Can I leave the system outdoors year round? If you raise goldfish, they can withstand very cold temperatures, but a solid frozen tank will not be good. Plant roots will die if they freeze solid in a wet rock bed or in deep water culture.  If you live in a tropical climate you can raise fish and plants year round. Since many people live in climates where the winter water temperature will drop below 50 degrees; at that temperature tilapia and many other fish will not survive. Winter plants (broccoli, cauliflower, kale, beets) will do okay, as long as the roots don’t freeze and there is a source of fish waste. In outdoor winter settings it is best to use goldfish and turn off the pump when the temperature goes below freezing. You should leave an aerator on so that a frozen tank will still supply air to the fish.

 

Can I put a heater on in the winter? Yes but if it is an AC electric heater, you may see a significant rise in your heating bill. The best way to handle the winter is to either use the smaller Farm in a Box™ systems indoors or to enclose your Phoenix in a greenhouse and heat with a heating system or use solar panels or passive solar heat capture.

Do I put fish and plants in the system on day one? It is best if you let the system cycle for a few days before adding fish and plants. In order to remove fish ammonia, there needs to be a healthy colony of nitrification bacteria in the rock beds. This colonization can be stimulated by adding a capful of ammonia to the water. Once in the rock beds the health bacteria will naturally populate the area, paving the way for fish and their ammonia waste. Plants will do best if there is some nitrogen in the system too. This is not so much a concern at the early phase as plants are small and don’t require a lot of minerals. But if you plan to transplant a larger plant into this system, then stabilization is a good idea. As the plants grow, the fish will be growing and the nitrogen levels will rise to the occasion.

Do I need to add fertilizer? No never. It will kill the fish. And if it’s not good for the fish, it’s probably not good for the plants. Organic food tastes better anyway.

How do I test the pH and nitrogen levels? There are a number of freshwater test kits available; you may buy them online at Earth Solutions or purchase at your local fish store. For larger systems you may want to use an electric device to read pH and temperature. The smaller systems generally do not have to be monitored. After a couple weeks a normal balance will occur. If there is a lot of ammonia in the system, more bacteria will colonize to make that conversion and the plants will grow more as they absorb the extra nutrients.

Do I need to add air or oxygen? In the smaller systems adding oxygen may be helpful but is not necessary. Because the water flow forces air into the tank oxygen is provided through that movement as it occurs every 1 hour or so. In larger systems, producing a lot of waste and growing many plants, oxygen addition is very important.
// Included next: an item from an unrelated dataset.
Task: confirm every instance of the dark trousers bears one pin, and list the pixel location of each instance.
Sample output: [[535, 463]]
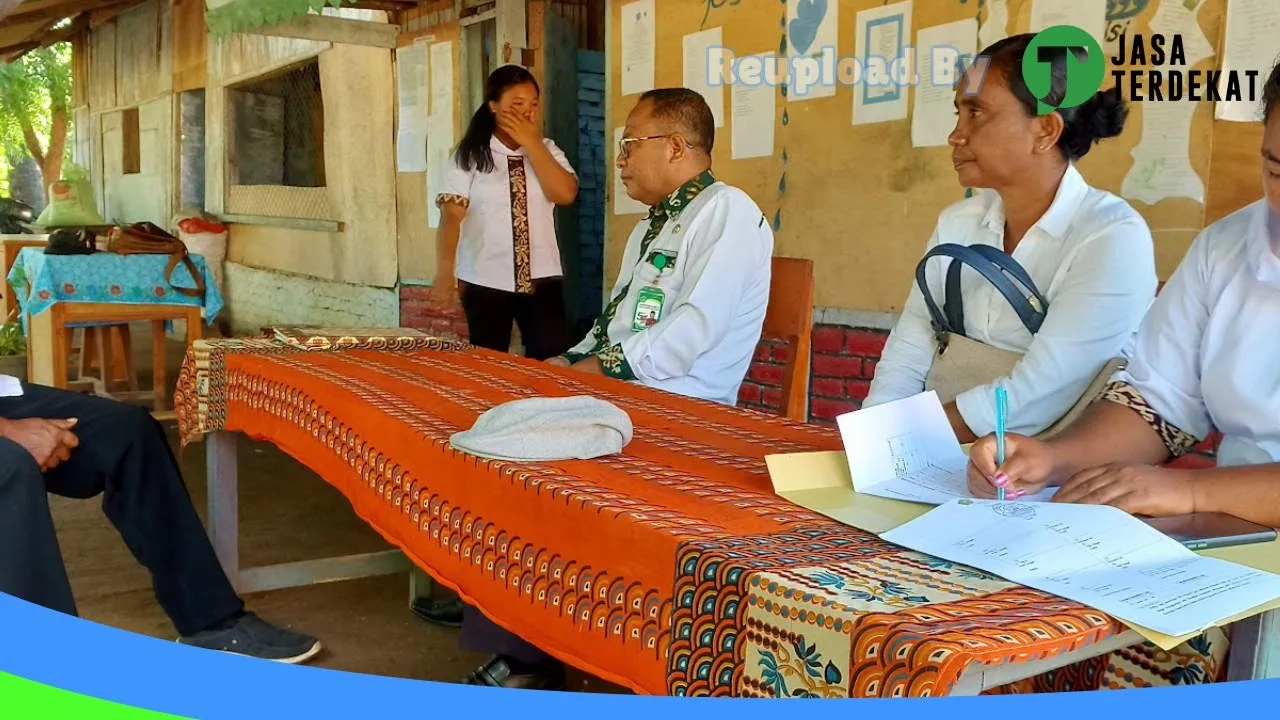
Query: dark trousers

If I have my system outside, does the rain throw off the pH balance? The pH in an aquaponic system should be maintained between 7.0 and 7.5. If your pH is higher than 7.5, this is usually ok and you do not have to do anything to ‘fix’ it. The nitrification process will cause the system to become more acidic over time. We have had systems with pH levels just over 8 when they started and they all went down over time. If your pH drops below 7.0, the nitrification process will slow dramatically and stop by the low 6’s. It is important that you do not let this happen!

How do I buffer the system if it’s too acidic? You can increase the pH of the system (make it more alkaline) by adding calcium carbonate. But be very careful; this is really only necessary in larger systems. Add a small amount of the powder to a bucket of water. Then pour in a teaspoon at a time, once per hour and test the system before repeating. Remember it is very alkaline so do not just dump it all quickly into the system. If you place sea shells under trickling water in the system then calcium will slowly release into the system providing a mild steady buffer, preventing any need for alkalinizing with calcium carbonate.
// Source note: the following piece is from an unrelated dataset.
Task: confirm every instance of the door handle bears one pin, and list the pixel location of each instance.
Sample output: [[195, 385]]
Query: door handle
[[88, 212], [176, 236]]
Should I worry about eating plants raised on fish poop? There have been no known incidents of contamination of plants by fish water in aquaponics. However it is always a good practice to thoroughly wash your plants before eating, no matter the source. Salmonella is not typically a problem in fish tanks; it is more common among turtles and fowl. Birds fly over these systems and will occasionally land on the bed for water or strawberries, and poop. Again, wash your plants whenever you grow your own or acquire from grocery or another gardener.

How do I clean the glass if it gets algae buildup? Best way is to take a non soapy scouring pad and scrape the walls clean. If the bottom of the tank builds up too much mirkyness you may stir up the water a bit and let it get pumped up to the upper beds where it will filter through the rocks. Or you can buy a siphon pump to clean the debris from the bottom of the tank. Try not to clean the system too much as the debris is helpful to maintain bacteria for nitrification.

Will the Farm in a Box withstand moisture? The wood is untreated and will last longest if painted or treated with linseed oil.

What sort of plant lighting is necessary? For outdoor plants, 4-6 hours of direct sunlight is ideal. Herbs and light feeding plants will do okay with 2-3 hours of direct light. Indoors, plants should either be exposed to a south facing window or else a grow light can be placed above the plant beds.

Fish lights? Fish do not require much lighting. If you are raising water plants in the same tank as you are growing fish, it is necessary to get sunlight to the tank so that they may photosynthesize and produce oxygen. Algae forms when there is too much direct light on any nutrient rich water source.

 

Can I leave the system outside? Except for the larger Phoenix system, try not to let your system get wet from rain. The fish tank may flood causing you to lose fish. Rain exposure will also dilute the nutrient concentration, can cause pH to become acidic and if unpainted or varnished, the wood may warp and discolor. We will offer the designs in marine plywood or cedarwood which is weather resistant.  The Phoenix is built with cedarwood and marine plywood.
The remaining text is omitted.